No es difícil comprender el terror ancestral a los lobos si pensamos que los lobos debieron representar un vívido ejemplo de "Lo Otro", lo ajeno, para las comunidades tempranas y no tan tempranas ante quienes las fieras eran una amenaza real y precisa. Una aldea a oscuras. El sonido de los pájaros de la noche. La aparición de una manada lobo en el filo de una colina. El descubrimiento de los restos sanguinolentos de un cordero al despuntar el alba. La desaparición de un aldeano. Algo de todo aquello permanece entre nosotros. Algo de eso es lo que debe reproducirse en los trazos de los niños en mitad de la guerra.
Me parece que la referencia es válida desde un punto de vista literario, más allá de las concordancias antropológicas, capaces de extasiar el imaginario de científicos sociales e historiadores insomnes, en la medida que nos permite observar un claro ejemplo de cómo el poder de las metáforas pictóricas y literarias puedes superar el soso patetismo de la realidad.

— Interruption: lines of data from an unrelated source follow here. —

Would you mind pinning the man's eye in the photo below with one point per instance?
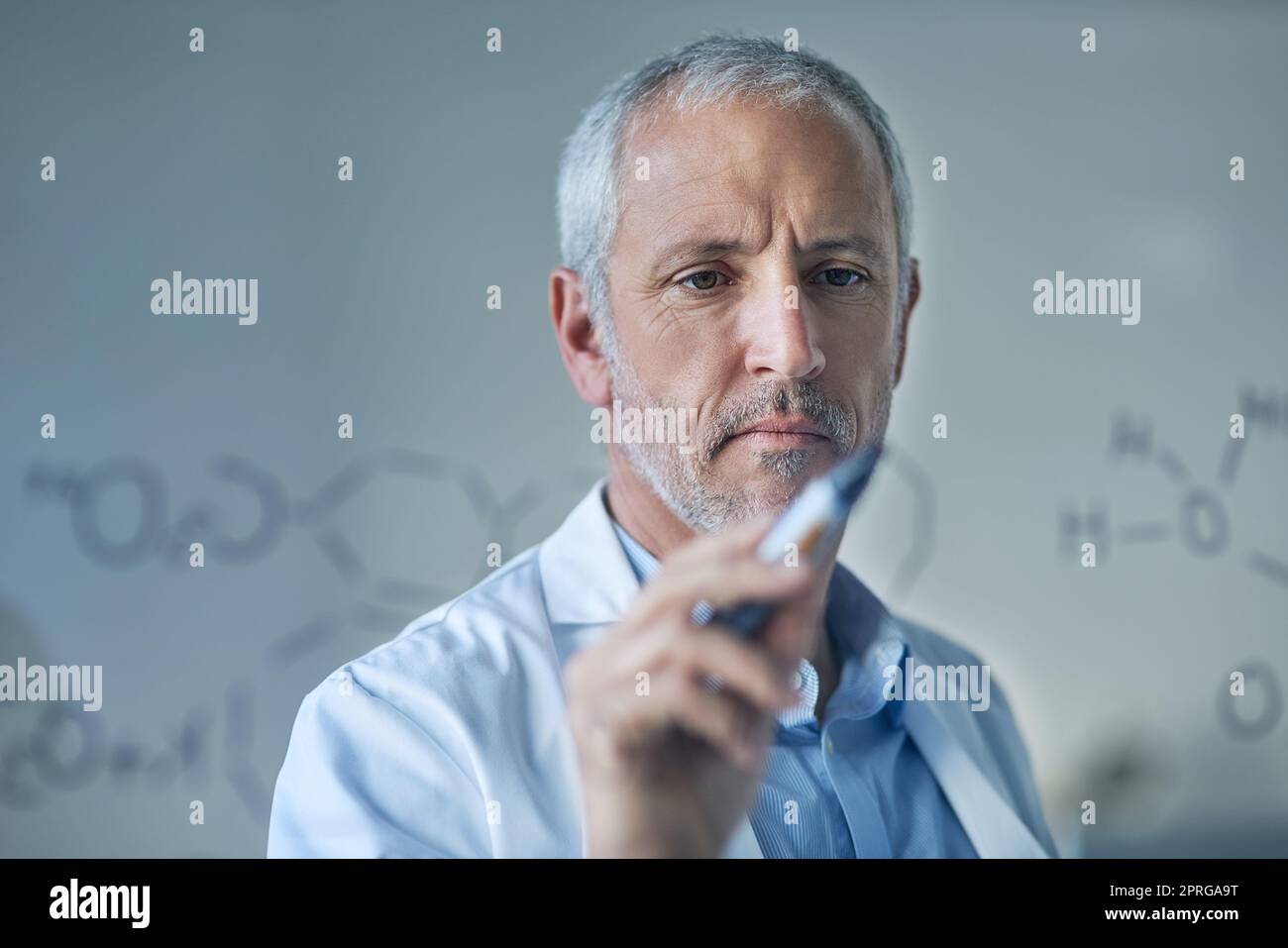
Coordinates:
(703, 279)
(841, 275)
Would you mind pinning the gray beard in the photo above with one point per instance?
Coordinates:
(683, 480)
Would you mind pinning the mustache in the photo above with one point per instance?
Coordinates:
(804, 398)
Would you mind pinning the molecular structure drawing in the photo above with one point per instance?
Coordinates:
(1202, 524)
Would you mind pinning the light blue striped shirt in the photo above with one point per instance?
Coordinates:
(857, 786)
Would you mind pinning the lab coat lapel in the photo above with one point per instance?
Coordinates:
(588, 583)
(992, 824)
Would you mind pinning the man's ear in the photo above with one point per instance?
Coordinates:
(579, 339)
(913, 295)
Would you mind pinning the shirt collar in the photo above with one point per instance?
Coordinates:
(867, 639)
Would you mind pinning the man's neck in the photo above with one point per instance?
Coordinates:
(655, 527)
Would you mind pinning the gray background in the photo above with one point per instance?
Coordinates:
(373, 294)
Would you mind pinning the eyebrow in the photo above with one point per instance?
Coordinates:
(679, 253)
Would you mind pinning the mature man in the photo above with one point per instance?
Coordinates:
(735, 227)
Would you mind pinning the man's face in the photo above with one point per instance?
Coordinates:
(754, 278)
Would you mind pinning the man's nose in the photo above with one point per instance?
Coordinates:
(780, 337)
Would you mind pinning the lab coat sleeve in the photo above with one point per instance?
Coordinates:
(362, 780)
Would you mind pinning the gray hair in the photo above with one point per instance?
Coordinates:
(709, 71)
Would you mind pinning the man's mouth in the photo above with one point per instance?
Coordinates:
(781, 432)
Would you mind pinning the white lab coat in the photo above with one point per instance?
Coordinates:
(451, 740)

Pienso en el cuento de la Antología Búlgara y pude recordar que, mientras una buena parte de los relatos de aquella Antología volvían una y otra vez sobre los temas de la guerra, los enfrentamientos étnicos, las escaramuzas de las guerrillas, en fin, un largo volumen impregnado por el horror de muchos años de violencia, el silencioso cuento de lobos se erige, en realidad, como una refinada elaboración metafórica de todo ese horror, como una fina muestra del ingenio narrativo capaz de superar los tópicos de la literatura esquemática y el relato comprometido, mostrarnos un flanco de ferocidad que flota en el ambiente, que habita en nosotros mismos.

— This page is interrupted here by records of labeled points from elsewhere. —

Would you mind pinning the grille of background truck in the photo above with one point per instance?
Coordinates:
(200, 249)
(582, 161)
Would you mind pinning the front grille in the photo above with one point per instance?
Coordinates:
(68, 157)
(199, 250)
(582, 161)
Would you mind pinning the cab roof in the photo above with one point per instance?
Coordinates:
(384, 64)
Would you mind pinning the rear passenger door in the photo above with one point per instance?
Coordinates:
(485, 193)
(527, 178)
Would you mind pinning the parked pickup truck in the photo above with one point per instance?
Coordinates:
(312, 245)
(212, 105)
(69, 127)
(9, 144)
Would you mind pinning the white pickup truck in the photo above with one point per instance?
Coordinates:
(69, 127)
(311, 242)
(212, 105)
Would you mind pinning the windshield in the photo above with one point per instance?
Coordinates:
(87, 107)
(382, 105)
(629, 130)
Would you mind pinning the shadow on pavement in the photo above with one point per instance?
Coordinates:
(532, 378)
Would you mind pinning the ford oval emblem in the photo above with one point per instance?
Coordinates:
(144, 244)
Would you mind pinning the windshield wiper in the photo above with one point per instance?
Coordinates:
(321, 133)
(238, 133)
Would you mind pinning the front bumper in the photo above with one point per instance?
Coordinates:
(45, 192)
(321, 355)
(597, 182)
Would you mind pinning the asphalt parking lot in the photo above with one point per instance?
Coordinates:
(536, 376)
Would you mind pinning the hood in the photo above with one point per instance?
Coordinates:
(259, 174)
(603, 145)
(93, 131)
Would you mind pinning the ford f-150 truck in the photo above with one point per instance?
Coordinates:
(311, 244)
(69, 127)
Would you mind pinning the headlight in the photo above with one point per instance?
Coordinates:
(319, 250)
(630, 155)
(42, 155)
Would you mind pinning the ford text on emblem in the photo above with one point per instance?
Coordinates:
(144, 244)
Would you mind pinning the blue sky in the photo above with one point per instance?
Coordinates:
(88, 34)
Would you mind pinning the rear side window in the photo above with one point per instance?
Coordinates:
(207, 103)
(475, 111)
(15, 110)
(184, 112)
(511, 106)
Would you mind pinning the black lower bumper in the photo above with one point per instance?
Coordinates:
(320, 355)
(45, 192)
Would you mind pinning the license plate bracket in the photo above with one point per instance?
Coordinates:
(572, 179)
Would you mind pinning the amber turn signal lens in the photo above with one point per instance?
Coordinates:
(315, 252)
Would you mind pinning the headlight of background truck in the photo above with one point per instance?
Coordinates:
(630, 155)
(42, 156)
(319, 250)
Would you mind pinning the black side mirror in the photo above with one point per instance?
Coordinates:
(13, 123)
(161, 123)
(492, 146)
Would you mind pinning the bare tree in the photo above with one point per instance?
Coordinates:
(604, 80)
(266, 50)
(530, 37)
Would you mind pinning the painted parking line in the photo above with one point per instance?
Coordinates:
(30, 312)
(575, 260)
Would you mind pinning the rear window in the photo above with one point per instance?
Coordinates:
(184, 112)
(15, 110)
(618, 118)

Ninguna ejecución narrativa vale la pena por los ideales que sustenta. Ningún compromiso ideológico es capaz de excusar un mal cuento. Acaso sólo valga la pena recordar, con Calvino, que el poder de la literatura reside en su lenguaje. Un lenguaje que es capaz de decir ciertas cosas que ningún otro lenguaje podría decir.
Lobos. La literatura, la imaginación, producen lobos en un paisaje donde algunos sólo pueden ver consignas manidas, propaganda torpe, indignaciones hipócritas.